Trapping nanoparticles: A structural approach for concentrating precious metals in vein-hosted ore deposits
Nicolas Harrichhausen, McGill University
Christie Rowe, McGill University
Warwick Board, Pretium Resources Inc.
Charles Greig, Pretium Resources Inc.
Super-saturation of silica is common in fault fluids. This may coincide with pressure changes associated with fracturing, or with transport across temperature gradients in a hydrothermal system. These conditions lead to precipitation of amorphous silica, which will subsequently recrystallize to quartz under typical geologic conditions. Additionally, the changing pressure and temperature conditions may promote the precipitation of precious metals (such as gold), as well as trap suspended pre-existing nanoparticles within amorphous silica phases. We report evidence for silver nanoparticles, and for electrum, an alloy of gold and silver, that is associated with recrystallized amorphous silica at the Brucejack epithermal gold-silver deposit in northwest British Columbia, Canada. We propose a deposit model in which transport of nanoparticles in suspension and as a solution, allows for a higher flux of gold and silver within a hydrothermal system than does transport as a solution alone. This high flux may account for the extraordinarily high gold concentrations, up to 41 582 ppm, that are commonly reported across 0.5 m to 1.5 m intervals at Brucejack.
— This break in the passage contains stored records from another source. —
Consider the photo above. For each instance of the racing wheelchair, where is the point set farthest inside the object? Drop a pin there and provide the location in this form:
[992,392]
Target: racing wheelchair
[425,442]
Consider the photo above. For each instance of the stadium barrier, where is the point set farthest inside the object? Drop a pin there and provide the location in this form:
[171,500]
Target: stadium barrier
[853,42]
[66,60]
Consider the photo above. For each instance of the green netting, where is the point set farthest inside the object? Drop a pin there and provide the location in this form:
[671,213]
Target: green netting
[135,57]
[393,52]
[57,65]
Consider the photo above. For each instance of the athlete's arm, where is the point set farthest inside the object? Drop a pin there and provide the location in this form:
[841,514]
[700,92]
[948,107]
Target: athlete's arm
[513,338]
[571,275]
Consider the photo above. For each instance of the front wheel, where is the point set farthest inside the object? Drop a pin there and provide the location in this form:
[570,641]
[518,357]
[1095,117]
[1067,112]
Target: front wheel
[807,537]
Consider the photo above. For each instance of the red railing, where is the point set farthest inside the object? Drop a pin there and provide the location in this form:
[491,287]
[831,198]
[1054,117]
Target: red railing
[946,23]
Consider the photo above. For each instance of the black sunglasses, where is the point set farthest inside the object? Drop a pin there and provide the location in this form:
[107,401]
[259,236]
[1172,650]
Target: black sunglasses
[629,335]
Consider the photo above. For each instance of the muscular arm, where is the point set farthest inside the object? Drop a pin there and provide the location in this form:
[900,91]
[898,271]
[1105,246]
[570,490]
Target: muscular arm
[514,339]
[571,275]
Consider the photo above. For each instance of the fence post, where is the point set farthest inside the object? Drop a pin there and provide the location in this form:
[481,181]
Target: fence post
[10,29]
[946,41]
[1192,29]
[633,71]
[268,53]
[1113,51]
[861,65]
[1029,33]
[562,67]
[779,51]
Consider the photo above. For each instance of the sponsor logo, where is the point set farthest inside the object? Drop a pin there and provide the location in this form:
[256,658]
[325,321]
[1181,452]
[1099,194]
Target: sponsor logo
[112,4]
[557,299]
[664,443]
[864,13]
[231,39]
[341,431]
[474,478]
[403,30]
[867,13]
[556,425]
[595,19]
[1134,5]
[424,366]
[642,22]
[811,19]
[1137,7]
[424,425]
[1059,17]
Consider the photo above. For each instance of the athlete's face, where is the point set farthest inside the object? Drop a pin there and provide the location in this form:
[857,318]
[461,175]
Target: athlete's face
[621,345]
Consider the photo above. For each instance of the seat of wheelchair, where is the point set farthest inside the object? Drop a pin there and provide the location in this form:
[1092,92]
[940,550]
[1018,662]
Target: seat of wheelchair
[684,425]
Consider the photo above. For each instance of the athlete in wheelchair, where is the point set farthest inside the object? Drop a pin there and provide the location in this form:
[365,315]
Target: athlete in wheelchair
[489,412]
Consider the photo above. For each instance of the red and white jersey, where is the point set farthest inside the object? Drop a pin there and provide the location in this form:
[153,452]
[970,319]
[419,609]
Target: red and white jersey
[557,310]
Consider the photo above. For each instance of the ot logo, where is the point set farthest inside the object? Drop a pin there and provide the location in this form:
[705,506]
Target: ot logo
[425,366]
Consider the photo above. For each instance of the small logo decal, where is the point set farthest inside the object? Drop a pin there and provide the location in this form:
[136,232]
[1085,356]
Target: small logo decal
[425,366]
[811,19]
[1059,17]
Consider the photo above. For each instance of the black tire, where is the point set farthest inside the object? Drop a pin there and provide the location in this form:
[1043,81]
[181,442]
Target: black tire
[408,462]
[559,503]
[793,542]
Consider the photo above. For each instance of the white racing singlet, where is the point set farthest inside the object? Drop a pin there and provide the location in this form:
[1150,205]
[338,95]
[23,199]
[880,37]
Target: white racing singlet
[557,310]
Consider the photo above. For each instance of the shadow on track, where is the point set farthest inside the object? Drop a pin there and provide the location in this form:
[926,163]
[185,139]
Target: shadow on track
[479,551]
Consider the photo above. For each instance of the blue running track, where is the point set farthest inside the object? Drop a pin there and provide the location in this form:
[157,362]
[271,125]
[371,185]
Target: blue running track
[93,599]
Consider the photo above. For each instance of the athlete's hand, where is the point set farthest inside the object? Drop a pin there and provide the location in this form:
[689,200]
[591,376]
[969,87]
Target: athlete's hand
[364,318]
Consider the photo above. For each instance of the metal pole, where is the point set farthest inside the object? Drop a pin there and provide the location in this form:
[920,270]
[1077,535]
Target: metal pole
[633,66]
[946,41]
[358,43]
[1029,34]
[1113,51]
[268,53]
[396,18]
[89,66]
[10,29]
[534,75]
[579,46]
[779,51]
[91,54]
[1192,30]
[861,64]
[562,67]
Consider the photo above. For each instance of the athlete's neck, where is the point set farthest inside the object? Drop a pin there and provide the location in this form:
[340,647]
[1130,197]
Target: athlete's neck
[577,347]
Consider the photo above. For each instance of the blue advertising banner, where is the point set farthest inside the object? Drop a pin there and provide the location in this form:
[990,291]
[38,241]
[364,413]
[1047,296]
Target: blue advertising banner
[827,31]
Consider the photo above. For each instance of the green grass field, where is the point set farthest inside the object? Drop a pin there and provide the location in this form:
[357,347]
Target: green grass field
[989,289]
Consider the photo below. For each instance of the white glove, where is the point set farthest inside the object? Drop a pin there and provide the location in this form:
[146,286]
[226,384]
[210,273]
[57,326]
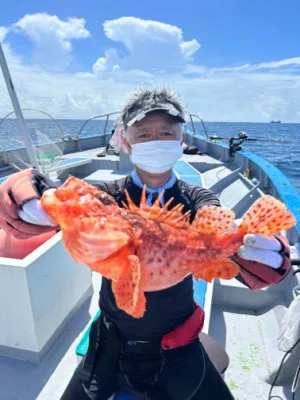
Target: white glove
[262,249]
[33,213]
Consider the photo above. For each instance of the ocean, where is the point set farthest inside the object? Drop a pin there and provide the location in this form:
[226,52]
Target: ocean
[285,156]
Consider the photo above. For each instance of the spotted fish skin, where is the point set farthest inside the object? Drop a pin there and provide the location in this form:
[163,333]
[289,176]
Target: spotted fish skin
[153,248]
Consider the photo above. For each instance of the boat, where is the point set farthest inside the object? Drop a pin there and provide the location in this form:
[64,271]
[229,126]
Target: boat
[48,301]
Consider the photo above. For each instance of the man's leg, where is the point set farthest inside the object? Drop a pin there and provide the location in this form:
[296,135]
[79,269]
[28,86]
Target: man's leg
[188,374]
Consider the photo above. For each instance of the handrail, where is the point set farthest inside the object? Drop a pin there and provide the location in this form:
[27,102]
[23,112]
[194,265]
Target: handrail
[98,116]
[202,123]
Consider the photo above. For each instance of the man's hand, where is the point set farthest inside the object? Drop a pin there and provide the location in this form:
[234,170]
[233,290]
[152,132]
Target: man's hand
[265,250]
[19,189]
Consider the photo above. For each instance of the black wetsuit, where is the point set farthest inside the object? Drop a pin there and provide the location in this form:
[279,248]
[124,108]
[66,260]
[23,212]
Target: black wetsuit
[179,374]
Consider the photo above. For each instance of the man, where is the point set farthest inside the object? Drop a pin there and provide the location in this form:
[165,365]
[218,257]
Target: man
[126,352]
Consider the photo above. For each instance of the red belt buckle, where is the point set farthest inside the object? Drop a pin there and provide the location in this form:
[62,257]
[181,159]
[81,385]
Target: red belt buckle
[185,332]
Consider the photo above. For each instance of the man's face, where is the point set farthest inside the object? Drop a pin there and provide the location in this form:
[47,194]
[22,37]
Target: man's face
[156,126]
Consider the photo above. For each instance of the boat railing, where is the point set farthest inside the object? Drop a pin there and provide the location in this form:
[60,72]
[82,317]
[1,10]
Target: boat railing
[105,117]
[192,116]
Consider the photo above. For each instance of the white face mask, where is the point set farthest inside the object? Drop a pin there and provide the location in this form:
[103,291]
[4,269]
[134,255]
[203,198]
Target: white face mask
[156,156]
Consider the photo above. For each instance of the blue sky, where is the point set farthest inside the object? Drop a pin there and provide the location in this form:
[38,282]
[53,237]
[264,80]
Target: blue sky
[229,60]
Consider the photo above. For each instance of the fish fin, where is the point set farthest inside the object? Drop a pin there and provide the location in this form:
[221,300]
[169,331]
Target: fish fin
[223,269]
[128,294]
[213,220]
[267,216]
[174,217]
[112,267]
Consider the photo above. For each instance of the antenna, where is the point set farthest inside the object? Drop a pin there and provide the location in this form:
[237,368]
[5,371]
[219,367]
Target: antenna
[15,102]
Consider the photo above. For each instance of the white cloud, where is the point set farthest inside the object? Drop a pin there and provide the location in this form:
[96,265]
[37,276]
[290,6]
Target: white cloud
[152,46]
[155,54]
[52,37]
[3,33]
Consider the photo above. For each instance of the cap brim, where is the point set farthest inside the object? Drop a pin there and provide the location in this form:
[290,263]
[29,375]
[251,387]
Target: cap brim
[142,115]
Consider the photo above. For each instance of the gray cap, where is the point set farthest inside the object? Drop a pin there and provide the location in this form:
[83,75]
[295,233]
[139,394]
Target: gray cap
[145,101]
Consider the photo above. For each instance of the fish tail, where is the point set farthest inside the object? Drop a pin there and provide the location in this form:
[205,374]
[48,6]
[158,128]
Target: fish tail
[267,216]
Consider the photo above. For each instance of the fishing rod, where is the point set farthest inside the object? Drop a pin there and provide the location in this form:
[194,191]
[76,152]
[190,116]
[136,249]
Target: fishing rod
[255,140]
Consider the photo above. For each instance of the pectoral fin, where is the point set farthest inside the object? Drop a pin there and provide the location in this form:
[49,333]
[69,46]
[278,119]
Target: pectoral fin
[128,294]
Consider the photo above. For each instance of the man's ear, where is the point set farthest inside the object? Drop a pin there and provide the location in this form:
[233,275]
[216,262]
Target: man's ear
[127,145]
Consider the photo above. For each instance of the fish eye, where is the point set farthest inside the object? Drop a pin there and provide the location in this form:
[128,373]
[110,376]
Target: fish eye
[106,199]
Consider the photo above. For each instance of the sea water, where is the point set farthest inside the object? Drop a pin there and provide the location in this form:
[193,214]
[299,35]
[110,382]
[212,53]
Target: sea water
[285,156]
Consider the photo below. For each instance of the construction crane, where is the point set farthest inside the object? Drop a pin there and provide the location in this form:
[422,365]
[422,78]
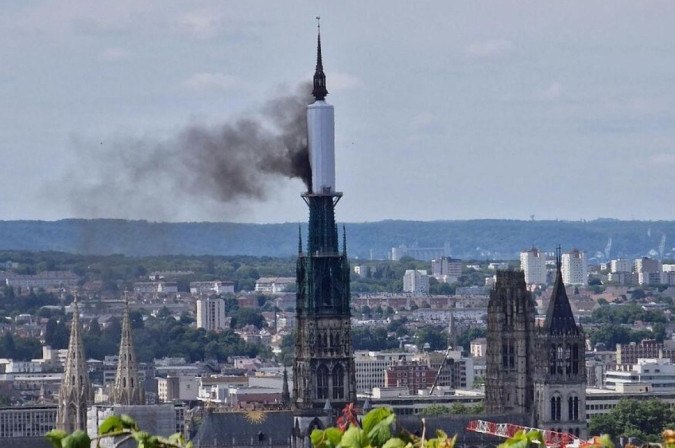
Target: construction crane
[440,368]
[552,439]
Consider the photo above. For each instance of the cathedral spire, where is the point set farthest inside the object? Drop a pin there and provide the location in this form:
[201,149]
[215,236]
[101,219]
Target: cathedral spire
[74,392]
[299,239]
[127,389]
[559,316]
[285,392]
[319,90]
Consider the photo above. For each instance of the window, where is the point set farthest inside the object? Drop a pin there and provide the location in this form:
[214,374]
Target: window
[338,382]
[322,382]
[555,409]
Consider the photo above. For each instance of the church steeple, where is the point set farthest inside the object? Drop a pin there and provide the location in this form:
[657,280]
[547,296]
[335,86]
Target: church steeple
[72,409]
[127,389]
[285,392]
[319,90]
[559,316]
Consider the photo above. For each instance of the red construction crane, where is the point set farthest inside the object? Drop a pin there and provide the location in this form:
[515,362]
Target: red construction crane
[553,439]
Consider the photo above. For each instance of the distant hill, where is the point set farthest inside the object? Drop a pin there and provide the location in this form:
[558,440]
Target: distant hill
[472,239]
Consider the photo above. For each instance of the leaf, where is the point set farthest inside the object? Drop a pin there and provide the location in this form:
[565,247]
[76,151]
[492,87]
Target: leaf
[110,424]
[381,432]
[128,422]
[78,439]
[333,436]
[354,437]
[394,443]
[55,436]
[317,437]
[374,417]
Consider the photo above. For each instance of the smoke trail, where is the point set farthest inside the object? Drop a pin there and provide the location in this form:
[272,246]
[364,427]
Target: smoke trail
[230,164]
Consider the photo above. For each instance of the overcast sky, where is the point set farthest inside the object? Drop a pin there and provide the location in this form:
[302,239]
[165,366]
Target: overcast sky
[444,110]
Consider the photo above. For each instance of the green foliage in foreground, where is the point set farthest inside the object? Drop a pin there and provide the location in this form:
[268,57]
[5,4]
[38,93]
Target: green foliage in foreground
[374,431]
[121,428]
[645,420]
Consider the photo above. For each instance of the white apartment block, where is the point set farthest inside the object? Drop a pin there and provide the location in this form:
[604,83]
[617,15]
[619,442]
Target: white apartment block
[533,264]
[621,265]
[211,314]
[648,271]
[416,281]
[172,388]
[273,285]
[653,375]
[215,287]
[370,368]
[574,268]
[446,269]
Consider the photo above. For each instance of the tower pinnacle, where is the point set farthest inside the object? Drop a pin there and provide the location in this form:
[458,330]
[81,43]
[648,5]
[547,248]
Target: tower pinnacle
[319,90]
[127,389]
[74,393]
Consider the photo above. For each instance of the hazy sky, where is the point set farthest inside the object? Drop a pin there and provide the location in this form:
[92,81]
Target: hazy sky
[444,110]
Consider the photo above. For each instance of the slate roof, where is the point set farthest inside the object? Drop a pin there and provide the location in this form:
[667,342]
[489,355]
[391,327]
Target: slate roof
[240,428]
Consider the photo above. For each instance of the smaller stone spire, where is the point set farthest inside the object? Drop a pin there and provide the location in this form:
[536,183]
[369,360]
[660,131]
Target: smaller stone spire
[285,394]
[559,316]
[127,389]
[71,413]
[319,90]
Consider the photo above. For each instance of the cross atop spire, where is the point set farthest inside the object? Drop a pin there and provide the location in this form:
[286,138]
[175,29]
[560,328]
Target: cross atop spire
[319,90]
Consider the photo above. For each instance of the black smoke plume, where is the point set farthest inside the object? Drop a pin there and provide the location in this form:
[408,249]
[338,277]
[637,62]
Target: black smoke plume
[232,163]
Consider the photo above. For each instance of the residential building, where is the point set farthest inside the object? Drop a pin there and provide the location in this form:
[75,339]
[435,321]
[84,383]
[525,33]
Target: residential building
[533,264]
[26,422]
[574,268]
[478,347]
[628,354]
[45,279]
[215,287]
[413,375]
[621,265]
[446,269]
[370,368]
[654,375]
[211,314]
[273,285]
[416,281]
[648,271]
[171,388]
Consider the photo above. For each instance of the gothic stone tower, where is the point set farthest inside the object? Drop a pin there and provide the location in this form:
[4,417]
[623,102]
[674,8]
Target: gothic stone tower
[510,346]
[560,373]
[323,371]
[71,413]
[127,389]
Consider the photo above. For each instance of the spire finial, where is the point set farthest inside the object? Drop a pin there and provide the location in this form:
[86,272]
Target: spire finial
[319,90]
[558,257]
[299,239]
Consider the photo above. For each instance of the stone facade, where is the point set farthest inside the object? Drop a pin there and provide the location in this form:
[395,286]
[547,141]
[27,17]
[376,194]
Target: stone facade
[510,346]
[75,389]
[538,372]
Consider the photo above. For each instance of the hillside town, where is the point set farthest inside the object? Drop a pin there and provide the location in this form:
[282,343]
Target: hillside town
[417,350]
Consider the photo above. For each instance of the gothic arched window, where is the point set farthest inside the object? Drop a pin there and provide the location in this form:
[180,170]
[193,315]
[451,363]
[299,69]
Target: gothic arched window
[322,382]
[338,382]
[575,359]
[555,409]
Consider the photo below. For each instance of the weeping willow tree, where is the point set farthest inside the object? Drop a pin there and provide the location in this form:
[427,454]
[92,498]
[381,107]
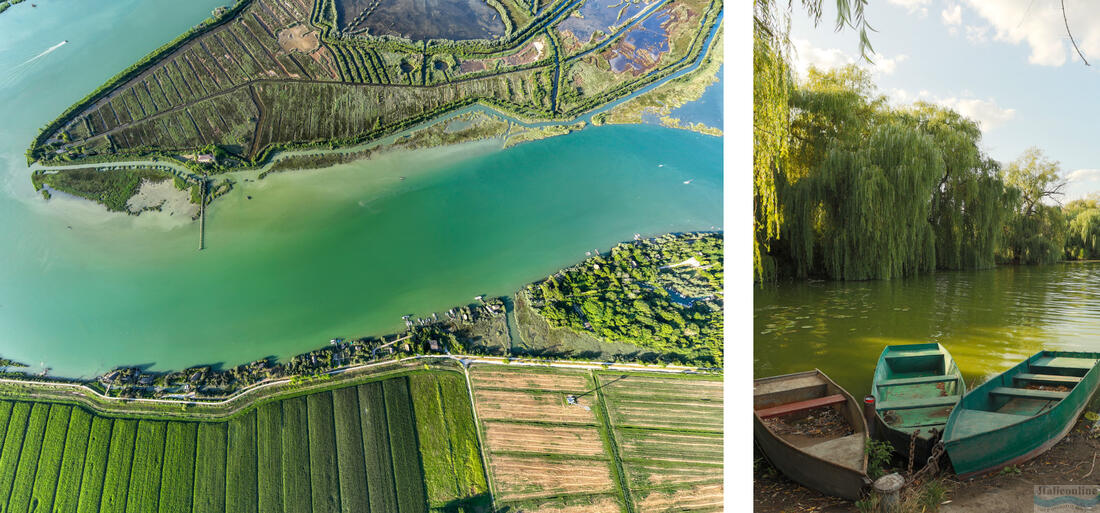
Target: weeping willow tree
[772,85]
[857,199]
[1082,235]
[969,203]
[876,192]
[1036,231]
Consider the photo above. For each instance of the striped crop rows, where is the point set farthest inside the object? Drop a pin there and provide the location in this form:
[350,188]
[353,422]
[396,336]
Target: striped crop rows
[351,449]
[669,435]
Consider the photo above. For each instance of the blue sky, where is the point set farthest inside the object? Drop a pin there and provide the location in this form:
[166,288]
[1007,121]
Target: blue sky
[1005,64]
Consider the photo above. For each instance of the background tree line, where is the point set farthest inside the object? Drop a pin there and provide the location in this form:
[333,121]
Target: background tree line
[847,186]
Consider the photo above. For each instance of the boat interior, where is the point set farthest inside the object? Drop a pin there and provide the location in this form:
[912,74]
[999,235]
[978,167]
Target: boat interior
[1035,388]
[916,388]
[796,400]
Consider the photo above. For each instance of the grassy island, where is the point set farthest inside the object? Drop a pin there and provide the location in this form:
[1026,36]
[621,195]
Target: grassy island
[452,415]
[265,76]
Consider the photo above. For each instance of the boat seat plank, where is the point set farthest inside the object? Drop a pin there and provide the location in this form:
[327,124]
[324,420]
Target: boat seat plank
[846,451]
[919,403]
[930,352]
[1045,394]
[1065,362]
[1069,380]
[972,422]
[801,405]
[919,380]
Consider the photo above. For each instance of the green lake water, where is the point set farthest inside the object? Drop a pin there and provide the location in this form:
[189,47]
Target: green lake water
[337,252]
[989,320]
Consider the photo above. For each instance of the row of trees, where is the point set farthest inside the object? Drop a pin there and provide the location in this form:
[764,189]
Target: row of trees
[847,186]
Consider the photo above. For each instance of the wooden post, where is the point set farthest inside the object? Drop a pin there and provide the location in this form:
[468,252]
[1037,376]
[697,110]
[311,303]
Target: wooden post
[202,214]
[889,490]
[869,415]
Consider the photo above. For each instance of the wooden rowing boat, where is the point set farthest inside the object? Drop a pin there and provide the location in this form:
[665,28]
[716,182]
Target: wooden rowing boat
[915,389]
[1021,413]
[812,430]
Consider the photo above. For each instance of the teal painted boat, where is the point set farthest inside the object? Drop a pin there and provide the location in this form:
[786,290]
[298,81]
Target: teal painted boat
[1021,413]
[915,389]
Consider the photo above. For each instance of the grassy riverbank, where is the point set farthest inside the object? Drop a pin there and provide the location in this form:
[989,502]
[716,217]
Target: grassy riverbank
[320,450]
[110,188]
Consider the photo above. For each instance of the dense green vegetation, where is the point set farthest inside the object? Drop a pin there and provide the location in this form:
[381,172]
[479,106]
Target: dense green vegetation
[266,76]
[829,152]
[311,453]
[662,294]
[111,188]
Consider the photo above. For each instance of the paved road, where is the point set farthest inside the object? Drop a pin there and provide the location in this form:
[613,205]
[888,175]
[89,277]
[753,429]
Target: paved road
[465,360]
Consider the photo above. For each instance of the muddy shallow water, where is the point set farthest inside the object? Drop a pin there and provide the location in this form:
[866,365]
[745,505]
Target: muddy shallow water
[420,20]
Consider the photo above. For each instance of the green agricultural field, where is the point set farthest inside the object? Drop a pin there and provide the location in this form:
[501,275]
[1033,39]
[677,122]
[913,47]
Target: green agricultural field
[355,448]
[669,435]
[274,74]
[640,443]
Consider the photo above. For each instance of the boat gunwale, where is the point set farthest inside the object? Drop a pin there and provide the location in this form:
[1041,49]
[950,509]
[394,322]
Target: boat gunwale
[1026,363]
[1019,368]
[848,400]
[948,363]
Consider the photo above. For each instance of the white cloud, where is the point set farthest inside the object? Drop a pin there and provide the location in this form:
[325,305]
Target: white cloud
[953,15]
[914,7]
[887,65]
[986,112]
[806,55]
[977,35]
[1084,175]
[1042,28]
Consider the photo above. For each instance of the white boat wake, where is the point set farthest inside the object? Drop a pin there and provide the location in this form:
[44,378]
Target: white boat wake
[22,69]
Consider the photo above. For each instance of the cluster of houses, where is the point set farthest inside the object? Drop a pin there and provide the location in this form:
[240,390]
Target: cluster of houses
[433,335]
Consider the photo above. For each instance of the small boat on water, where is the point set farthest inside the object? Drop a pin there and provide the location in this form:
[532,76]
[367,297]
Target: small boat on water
[1021,413]
[915,389]
[812,430]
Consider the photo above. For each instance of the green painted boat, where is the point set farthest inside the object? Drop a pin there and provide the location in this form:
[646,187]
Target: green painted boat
[915,389]
[813,432]
[1021,413]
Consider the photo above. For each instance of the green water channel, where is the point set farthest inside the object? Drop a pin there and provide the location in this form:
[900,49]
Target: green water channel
[989,320]
[337,252]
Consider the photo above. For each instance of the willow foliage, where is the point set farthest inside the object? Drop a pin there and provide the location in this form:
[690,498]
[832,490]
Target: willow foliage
[1082,236]
[771,87]
[876,192]
[1036,232]
[772,84]
[970,204]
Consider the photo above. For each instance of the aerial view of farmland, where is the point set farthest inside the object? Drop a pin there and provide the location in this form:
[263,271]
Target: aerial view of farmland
[362,257]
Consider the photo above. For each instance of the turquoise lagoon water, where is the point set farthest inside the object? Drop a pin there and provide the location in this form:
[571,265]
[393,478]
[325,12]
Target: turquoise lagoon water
[337,252]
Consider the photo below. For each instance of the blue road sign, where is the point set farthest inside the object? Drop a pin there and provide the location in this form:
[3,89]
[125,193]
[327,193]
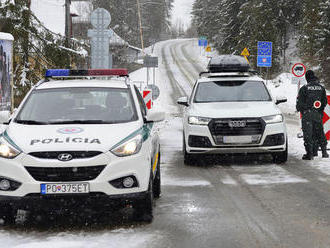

Structural data and maps of electrum-bearing quartz-carbonate stockwork veining are presented, showing that major stockwork systems are related to extension and normal faulting in subaqueous volcanic sequences. Electrum within quartz-carbonate stockwork at Brucejack is extremely localized within veins, with host rock and vein material immediately surrounding the richest mineralization typically averaging much lower grades of gold and silver (<1 ppm Au). We propose that fault rupture concentrates and localizes electrum deposition by trapping silver and gold nanoparticles within rapidly precipitated amorphous silica, at specific structural sites. Repeated rupture events could concentrate electrum even further. Recrystallization of amorphous silica to quartz may cause localized remobilization of electrum and the formation of the ore textures that are observed today.